English    Türkçe    فارسی   

6
267-276

  • Adam dedi ki: Onlar dine, zâhitliğe uymuş adamlar. O da yeryüzünde altını olmayan bir define.
  • Hâsılı armağanlar sunuldu, nişan yapıldı, kumaşlar gönderildi, kızın verileceği ortalığa yayıldı.
  • Evde küçük bir köle vardı. Bu sıralarda hastalandı, yanıp yakılmaya, eriyip solmaya başladı.
  • Hummaya tutulmuş bir hasta gibi eriyordu. Hekim, hastalığını anlayamadı. 270
  • Akıl diyordu ki: Onun illeti, gönül illeti. Beden ilâcı gönlüne tesir etmez ki.
  • Bu sevda yüzünden köleciğin gönlü yaralıydı ama derdini kimseciklere söyleyemiyordu.

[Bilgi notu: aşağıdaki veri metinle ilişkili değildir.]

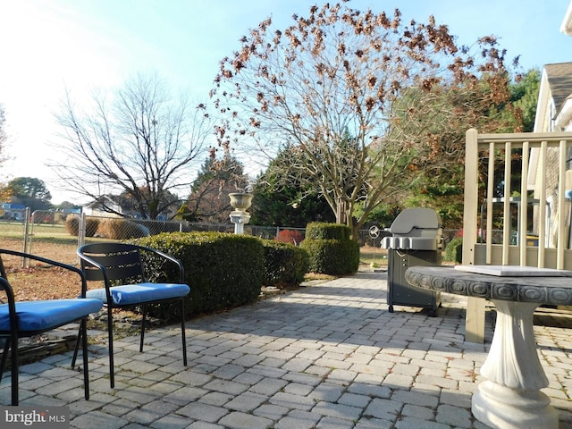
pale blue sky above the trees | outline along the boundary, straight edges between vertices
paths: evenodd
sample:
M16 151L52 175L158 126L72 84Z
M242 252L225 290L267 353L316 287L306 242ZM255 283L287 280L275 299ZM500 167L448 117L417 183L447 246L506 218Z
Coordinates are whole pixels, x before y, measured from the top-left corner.
M335 2L331 2L335 3ZM218 63L240 36L272 16L278 28L309 0L0 0L0 104L11 135L0 181L38 177L53 202L72 197L51 186L45 166L56 142L54 112L72 97L157 72L172 88L206 99ZM524 70L572 61L572 38L559 32L569 0L352 0L349 6L427 21L433 14L462 44L493 34Z

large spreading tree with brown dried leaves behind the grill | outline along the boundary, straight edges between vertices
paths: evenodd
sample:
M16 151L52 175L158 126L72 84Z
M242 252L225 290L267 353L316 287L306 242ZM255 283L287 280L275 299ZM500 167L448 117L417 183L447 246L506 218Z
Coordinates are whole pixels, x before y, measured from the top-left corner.
M293 21L261 22L221 62L218 144L250 159L283 150L282 184L311 185L353 231L422 172L462 164L468 128L498 126L509 74L495 38L456 46L433 17L341 4Z

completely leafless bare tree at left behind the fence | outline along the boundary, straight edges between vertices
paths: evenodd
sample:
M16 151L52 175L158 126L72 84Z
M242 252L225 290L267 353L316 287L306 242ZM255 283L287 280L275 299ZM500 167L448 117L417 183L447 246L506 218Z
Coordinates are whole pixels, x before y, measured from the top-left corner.
M65 188L99 201L122 194L149 219L180 205L177 189L189 188L212 134L204 109L173 100L162 80L143 75L92 101L80 111L67 94L56 114L69 142L53 165Z

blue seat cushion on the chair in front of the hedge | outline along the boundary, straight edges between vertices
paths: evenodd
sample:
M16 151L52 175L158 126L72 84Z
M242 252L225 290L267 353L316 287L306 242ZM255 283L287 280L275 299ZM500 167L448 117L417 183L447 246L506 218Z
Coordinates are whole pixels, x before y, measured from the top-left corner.
M110 288L114 306L131 306L161 299L181 298L189 294L190 288L179 283L137 283ZM100 299L107 304L105 288L88 290L88 298Z

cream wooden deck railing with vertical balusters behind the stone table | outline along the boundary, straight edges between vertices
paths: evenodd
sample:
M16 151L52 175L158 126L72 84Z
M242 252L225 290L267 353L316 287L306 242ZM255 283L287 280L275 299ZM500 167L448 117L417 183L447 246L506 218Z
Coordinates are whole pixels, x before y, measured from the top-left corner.
M572 132L478 134L467 130L463 265L572 270ZM522 168L513 161L522 156ZM504 170L504 187L495 172ZM519 186L511 177L521 175ZM480 186L479 186L480 185ZM502 230L501 242L492 231ZM466 340L484 341L484 299L467 300Z

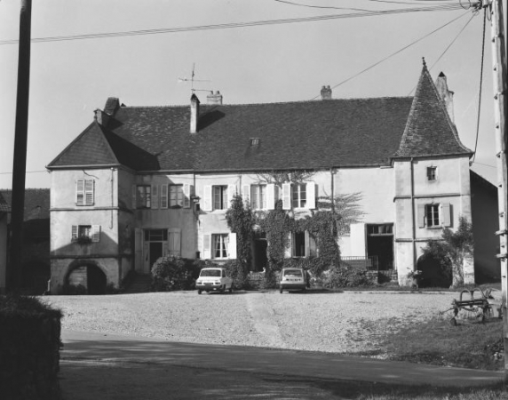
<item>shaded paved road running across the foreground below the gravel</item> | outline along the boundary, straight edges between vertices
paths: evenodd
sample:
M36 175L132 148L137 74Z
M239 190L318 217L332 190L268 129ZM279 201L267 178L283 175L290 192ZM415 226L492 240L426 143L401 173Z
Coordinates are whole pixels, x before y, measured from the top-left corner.
M474 387L501 372L63 331L64 399L353 398L361 382ZM349 383L348 383L349 382ZM360 383L357 383L360 382ZM333 383L333 384L332 384ZM338 390L337 385L343 387ZM347 388L345 388L347 387Z

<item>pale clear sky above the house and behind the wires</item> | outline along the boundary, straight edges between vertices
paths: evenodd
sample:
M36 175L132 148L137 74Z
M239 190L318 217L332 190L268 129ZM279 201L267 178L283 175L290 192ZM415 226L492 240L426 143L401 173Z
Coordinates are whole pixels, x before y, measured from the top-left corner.
M191 83L185 79L193 66L202 101L218 90L225 104L249 104L319 99L324 84L333 88L334 99L413 95L425 57L434 80L441 71L447 76L460 139L474 149L483 12L458 5L458 0L33 1L26 187L50 187L45 165L83 132L108 97L127 106L189 104ZM429 7L434 11L407 12ZM268 20L284 23L245 24ZM1 0L0 188L12 188L19 23L20 0ZM118 32L134 34L111 35ZM83 38L93 34L109 35ZM36 40L49 37L58 40ZM496 182L488 21L483 65L472 169Z

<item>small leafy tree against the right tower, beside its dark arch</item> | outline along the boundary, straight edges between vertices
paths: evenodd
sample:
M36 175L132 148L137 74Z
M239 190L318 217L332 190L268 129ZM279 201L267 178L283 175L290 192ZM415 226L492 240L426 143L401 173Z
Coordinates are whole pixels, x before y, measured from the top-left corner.
M464 260L472 258L473 249L472 223L460 217L456 232L444 228L441 239L424 248L424 256L439 260L443 273L451 275L452 286L457 287L464 284Z

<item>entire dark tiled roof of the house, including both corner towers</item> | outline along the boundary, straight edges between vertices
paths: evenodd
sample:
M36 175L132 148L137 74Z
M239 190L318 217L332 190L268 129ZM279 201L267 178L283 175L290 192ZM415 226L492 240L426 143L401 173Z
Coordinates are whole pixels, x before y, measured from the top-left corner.
M257 146L250 145L252 138ZM393 156L468 152L424 68L415 99L202 104L196 133L190 133L189 106L123 106L107 129L94 122L48 167L266 171L383 165Z

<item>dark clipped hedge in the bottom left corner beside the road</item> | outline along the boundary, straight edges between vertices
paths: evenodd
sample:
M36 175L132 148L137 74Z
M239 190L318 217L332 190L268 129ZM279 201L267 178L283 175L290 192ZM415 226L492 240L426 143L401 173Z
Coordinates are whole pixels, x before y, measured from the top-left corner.
M36 298L0 296L2 398L60 398L61 316Z

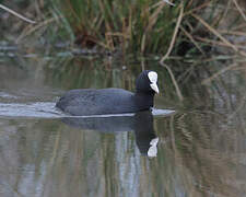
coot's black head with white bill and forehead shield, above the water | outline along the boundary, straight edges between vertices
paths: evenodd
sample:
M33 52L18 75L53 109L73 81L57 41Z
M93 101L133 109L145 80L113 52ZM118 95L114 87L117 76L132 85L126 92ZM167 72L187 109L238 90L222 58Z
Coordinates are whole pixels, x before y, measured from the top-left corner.
M157 73L152 70L141 72L136 81L136 90L139 93L159 93Z

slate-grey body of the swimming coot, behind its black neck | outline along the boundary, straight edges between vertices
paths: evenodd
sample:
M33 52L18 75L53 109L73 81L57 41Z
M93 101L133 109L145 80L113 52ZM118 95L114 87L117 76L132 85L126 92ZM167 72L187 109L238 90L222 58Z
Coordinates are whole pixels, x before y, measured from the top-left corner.
M122 89L82 89L67 92L58 108L75 116L137 112L134 94Z

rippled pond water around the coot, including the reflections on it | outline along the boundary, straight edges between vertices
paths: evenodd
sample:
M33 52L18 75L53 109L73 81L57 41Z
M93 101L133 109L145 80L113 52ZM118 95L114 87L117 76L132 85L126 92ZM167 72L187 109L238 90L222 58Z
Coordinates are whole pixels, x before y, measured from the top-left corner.
M179 80L179 102L166 70L145 68L160 73L152 114L70 117L54 107L63 92L133 90L139 63L2 59L0 196L246 196L244 71Z

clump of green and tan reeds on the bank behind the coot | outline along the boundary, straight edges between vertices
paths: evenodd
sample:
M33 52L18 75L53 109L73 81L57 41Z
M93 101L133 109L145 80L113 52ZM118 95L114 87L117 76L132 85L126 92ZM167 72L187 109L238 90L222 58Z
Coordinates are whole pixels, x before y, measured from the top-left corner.
M179 7L153 0L54 0L82 47L165 53Z

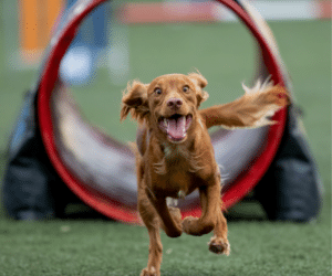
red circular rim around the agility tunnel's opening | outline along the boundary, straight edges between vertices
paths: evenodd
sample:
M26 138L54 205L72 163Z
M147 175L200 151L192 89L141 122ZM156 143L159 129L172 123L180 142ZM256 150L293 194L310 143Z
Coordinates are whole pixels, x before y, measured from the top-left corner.
M138 223L139 217L135 205L121 202L112 195L103 193L103 191L96 189L95 187L90 187L86 183L91 181L91 179L87 179L84 182L82 181L82 179L80 179L77 172L69 168L68 162L65 162L64 157L62 156L60 150L61 145L58 141L59 134L56 134L58 130L55 127L59 118L54 115L53 112L53 109L55 108L54 95L58 92L59 94L61 94L60 92L63 92L65 88L64 84L62 84L58 77L60 62L63 59L71 41L74 39L75 33L83 19L89 15L89 13L93 9L105 1L106 0L77 1L72 11L69 13L65 24L60 30L58 30L52 38L48 49L44 67L41 74L40 86L38 89L38 124L45 151L55 171L59 173L65 184L83 202L108 217L125 223ZM281 65L279 64L273 50L270 47L267 38L262 34L252 17L249 15L249 13L246 12L246 10L236 1L218 1L229 10L231 10L248 28L252 36L258 42L261 55L263 56L264 65L268 68L272 81L276 84L284 86L286 82L283 79ZM240 201L263 177L279 148L286 126L286 109L282 109L274 115L273 119L279 124L269 127L264 150L251 162L250 169L243 173L240 173L237 179L224 191L222 200L226 208L229 208L236 202ZM131 164L134 163L134 156L125 145L122 145L114 139L106 137L93 127L90 127L89 131L92 135L97 134L94 136L97 136L98 141L102 140L101 142L105 147L110 147L110 150L112 152L115 152L114 157L118 157L120 159L125 158ZM193 206L183 210L183 215L199 216L199 205L193 204Z

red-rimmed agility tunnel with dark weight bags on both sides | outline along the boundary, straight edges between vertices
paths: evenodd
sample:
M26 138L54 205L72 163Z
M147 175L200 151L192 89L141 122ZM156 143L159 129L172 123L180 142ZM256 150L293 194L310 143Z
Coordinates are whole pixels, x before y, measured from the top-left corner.
M81 22L103 2L77 1L71 9L51 39L40 77L24 100L9 148L3 188L4 205L12 217L56 216L56 210L65 205L60 192L62 182L107 217L139 223L134 155L127 145L84 119L59 76L60 63ZM274 84L291 91L278 46L263 19L246 1L217 2L234 12L256 40L259 62L253 71L258 77L270 76ZM228 178L222 187L225 206L256 191L269 219L312 220L320 208L320 180L299 130L298 116L290 106L273 119L278 124L270 127L220 129L211 135L217 162L226 168ZM184 216L199 216L198 193L180 202L180 209Z

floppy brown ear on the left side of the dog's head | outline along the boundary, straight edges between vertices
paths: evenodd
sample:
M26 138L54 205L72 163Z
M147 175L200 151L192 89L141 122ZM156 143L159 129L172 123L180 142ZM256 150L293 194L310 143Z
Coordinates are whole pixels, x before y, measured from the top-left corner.
M133 81L127 84L127 88L122 97L122 108L120 113L121 120L124 120L131 113L133 119L143 120L149 113L147 103L148 84L143 84L139 81Z

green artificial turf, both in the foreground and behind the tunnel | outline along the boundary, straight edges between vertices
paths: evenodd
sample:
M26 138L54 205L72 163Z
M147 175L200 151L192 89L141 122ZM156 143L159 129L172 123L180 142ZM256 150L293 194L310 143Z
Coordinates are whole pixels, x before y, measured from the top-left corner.
M3 36L0 24L0 35ZM264 220L260 208L242 202L229 210L229 257L208 252L209 236L163 233L162 274L168 276L331 275L331 22L272 22L291 74L311 150L324 182L319 220L310 224ZM252 40L239 24L184 24L128 29L131 77L149 82L165 73L198 68L209 81L210 99L240 95L253 75ZM23 93L34 70L8 66L0 42L0 179L6 147ZM106 70L74 89L86 117L121 140L134 138L135 125L118 121L121 91ZM220 94L220 92L222 92ZM240 217L240 219L239 219ZM0 275L138 275L147 261L146 230L103 220L14 222L0 213Z

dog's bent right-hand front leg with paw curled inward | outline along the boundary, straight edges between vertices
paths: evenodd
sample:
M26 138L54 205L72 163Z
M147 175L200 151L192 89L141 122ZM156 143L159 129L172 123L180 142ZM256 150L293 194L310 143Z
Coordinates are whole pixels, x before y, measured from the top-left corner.
M199 189L201 216L187 216L183 221L183 230L189 235L200 236L211 232L217 224L217 210L221 208L220 185L216 184Z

  • Bir gece zengin adam karısına dedi ki: Kimseye duyurmadan, gizlice onun halini sor soruştur bakalım.
  • Sen onun anası sayılırsın. Derdini sana açar elbette.
  • Kadın, bu sözü kulağına koyunca ertesi gün kölenin yanına gitti. 275
  • Yüzlerce nazla, muhabbetle başını karıştırmaya, saçlarını taramaya başladı.